Paläontologie:Prügel-Vogel der Urzeit

Was macht ein Vogel mit seinen Flügeln, wenn er nicht mehr fliegt? Ein prähistorischer Verwandter der Ibisse entwickelte daraus offenbar schlagkräftige Waffen.

Markus C. Schulte von Drach

Wenn man seine Flügel schon nicht mehr zum Fliegen braucht, dann kann man damit wenigstens seine Gegner verprügeln. Nach diesem Motto scheint sich der Urzeitvogel Xenicibis xympethicus verhalten zu haben, dessen Fossilien Forscher auf Jamaika entdeckt haben.

Xenicibis

So stellen sich die Wissenschaftler den Kampf zwischen zwei Vögeln der Art Xenicibis xympethicus vor. Die Tiere haben ihre Flügel offenbar wie Knüppel eingesetzt.

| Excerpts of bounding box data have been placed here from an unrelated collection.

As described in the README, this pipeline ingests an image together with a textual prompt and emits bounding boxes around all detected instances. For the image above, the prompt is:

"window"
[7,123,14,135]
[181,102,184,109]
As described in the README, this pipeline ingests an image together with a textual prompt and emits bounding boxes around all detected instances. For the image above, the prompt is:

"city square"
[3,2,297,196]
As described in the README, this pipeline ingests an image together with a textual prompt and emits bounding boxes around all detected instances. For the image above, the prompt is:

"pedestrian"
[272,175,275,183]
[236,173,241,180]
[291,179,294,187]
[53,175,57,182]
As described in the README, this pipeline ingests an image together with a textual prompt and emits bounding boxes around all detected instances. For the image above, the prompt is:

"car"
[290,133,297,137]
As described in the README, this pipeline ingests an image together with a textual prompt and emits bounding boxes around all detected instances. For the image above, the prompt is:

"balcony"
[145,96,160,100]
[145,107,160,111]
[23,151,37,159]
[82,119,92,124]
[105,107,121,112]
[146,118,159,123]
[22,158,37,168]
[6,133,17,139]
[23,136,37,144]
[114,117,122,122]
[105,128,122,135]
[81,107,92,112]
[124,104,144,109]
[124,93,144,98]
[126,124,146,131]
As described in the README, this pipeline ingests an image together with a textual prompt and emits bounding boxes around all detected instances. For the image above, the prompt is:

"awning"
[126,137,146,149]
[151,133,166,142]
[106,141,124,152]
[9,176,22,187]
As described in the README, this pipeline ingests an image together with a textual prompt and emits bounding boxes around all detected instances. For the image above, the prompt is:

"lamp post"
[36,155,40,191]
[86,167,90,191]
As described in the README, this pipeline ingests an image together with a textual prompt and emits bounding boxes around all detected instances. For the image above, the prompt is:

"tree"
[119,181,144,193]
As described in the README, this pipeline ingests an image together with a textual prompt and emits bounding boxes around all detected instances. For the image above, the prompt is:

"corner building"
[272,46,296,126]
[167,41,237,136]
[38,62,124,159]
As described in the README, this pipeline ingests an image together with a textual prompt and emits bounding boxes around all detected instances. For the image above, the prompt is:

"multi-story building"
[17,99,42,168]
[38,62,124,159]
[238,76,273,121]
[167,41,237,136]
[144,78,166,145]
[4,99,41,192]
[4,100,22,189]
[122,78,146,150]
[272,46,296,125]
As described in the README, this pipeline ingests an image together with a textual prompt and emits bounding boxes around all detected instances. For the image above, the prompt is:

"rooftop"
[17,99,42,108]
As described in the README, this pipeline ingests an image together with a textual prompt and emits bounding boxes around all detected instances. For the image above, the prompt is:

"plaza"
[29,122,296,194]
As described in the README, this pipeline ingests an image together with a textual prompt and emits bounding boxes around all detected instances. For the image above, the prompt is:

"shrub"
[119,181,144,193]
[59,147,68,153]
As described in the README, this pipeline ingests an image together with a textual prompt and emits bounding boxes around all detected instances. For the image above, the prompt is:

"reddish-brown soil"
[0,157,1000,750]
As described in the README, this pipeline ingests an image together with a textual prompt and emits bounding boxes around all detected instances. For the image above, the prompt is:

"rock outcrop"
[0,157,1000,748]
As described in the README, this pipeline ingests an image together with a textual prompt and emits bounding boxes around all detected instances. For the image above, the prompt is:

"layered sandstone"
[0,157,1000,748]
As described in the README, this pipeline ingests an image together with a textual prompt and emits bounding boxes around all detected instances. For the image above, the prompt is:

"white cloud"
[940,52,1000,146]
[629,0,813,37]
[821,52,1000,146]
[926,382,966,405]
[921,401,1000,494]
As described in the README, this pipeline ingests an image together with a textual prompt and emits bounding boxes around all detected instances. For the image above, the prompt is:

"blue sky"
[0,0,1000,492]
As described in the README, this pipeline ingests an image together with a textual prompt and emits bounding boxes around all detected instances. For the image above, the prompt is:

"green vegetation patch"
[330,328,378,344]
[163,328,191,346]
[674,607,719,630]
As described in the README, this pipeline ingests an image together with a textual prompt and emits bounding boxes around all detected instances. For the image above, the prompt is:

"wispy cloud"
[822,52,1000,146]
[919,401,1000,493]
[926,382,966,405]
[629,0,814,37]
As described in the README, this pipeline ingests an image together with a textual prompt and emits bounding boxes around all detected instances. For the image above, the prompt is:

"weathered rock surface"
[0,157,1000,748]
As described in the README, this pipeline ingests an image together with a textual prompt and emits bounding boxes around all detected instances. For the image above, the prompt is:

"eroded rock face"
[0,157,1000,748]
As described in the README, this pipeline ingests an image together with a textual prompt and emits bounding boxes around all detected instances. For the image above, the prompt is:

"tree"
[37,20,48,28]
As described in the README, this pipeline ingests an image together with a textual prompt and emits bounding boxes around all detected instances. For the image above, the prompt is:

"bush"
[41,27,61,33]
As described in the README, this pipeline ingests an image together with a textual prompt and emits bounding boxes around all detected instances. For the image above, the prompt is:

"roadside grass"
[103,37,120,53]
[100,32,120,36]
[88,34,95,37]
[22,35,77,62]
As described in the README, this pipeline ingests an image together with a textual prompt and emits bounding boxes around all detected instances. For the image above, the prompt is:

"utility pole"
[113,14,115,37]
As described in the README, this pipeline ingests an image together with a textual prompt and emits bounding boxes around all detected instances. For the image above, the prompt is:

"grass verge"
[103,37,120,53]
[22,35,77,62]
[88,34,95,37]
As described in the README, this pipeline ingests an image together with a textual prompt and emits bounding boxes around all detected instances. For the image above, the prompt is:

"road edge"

(Foto: Nicholas Longrich/Yale University)

Die hühnergroßen Verwandten heutiger Ibisse, die bis vor etwa 10.000 Jahren auf der Insel lebten, besaßen ganz besondere Flügel, um ihre Territorien, Nester oder Jungtiere zu verteidigen. Dies zumindest vermuten die US-Wissenschaftler, die ihren Fund jetzt im Fachmagazin Proceedings of the Royal Society B beschreiben.

Die kurzen Fingerknochen, der lange, bananenförmige Handknochen (Metacarpus), der dicker als der Oberschenkelknochen war, und das bewegliche Handgelenk brachten die Forscher Nicholas Longrich von der Yale University und Storrs Olson vom Smithsonian National Museum of Natural History in Washington D.C. auf die Idee, dass die Gliedmaßen zur Waffe taugten.

Darüber hinaus besaßen die Tiere auch im Brustbereich auffällig starke Knochen und längere Flügel, als es bei flugunfähigen Vögeln sonst üblich ist. Zusammen mit den Brüchen, die die Forscher an zwei der Armknochen entdeckten, scheinen diese Merkmale einen Einsatz der Flügel als Knüppel zu bestätigen.

Die Knochen ähnelten einem Nunchaku, einer japanischen Waffe aus zwei Holzstäben, die mit einer kurzen Kette verbunden sind, erklärte Longrich auf livescience.com. "Dann wäre das eine Art Ninja-Vogel gewesen, allerdings ist der bessere Vergleich ein Paar Baseballschläger."

Bislang, so betonen die Wissenschaftler, sei ein ähnlicher Knochen noch bei keinem anderen Tier entdeckt worden, obwohl manche andere Vögel - etwa Schwäne - ihre Flügel ebenfalls als Waffe verwenden.

Der Fund scheint einmal mehr zu bestätigen, dass Sparsamkeit in der Evolution ein wichtiger Faktor ist: Wenn bereits bestimmte Körpermerkmale (hier der Flügel) vorhanden sind, so formen sich diese den Umweltansprüchen entsprechend eher um, anstatt dass sich ein Merkmal ganz neu entwickelt.